Law must support victims of sex abuse, says judge
Judge Hartford has ruled that it is entirely irrational and arbitrary to have a random cut off time of 20 years for proscription of sexual offences when many victims suffer quietly.
JOHANNESBURG - The High Court in Johannesburg has found that the law must encourage the prosecution of sexual offences and not hush victims.
On Monday, acting Judge Clare Hartford found Section 18 of the Criminal Procedure Act to be invalid, lifting the 20-year bar on the proscription of sexual offences.
The so-called Frankel Eight, who alleged that stockbroker Sidney Frankel abused them when they were children, went to court to have the law changed.
Judge Hartford has ruled that it is entirely irrational and arbitrary to have a random cut off time of 20 years for proscription of sexual offences when many victims suffer quietly, enabling perpetrators to escape all consequences.
She has found that the law must support victims in coming forward, regardless of how much time has passed and should not smother a victim's ability to bring sexual offenders to book.

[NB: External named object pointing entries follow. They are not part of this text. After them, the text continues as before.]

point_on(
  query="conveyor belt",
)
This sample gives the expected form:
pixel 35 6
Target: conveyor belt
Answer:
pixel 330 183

Attorney Ian Levitt explains what this judgment means.
“So, anyone who was sexually abused at any time will have the right to prosecute those abusers, who abused them 20 years before and this carries on into the future.”
Activists have described the ruling as momentous.
Activist Miranda Friedman says this ruling acknowledges late disclosures.
“It really shows where our justice is going, it says a lot about late disclosures and now they’re not going to have a time limit.”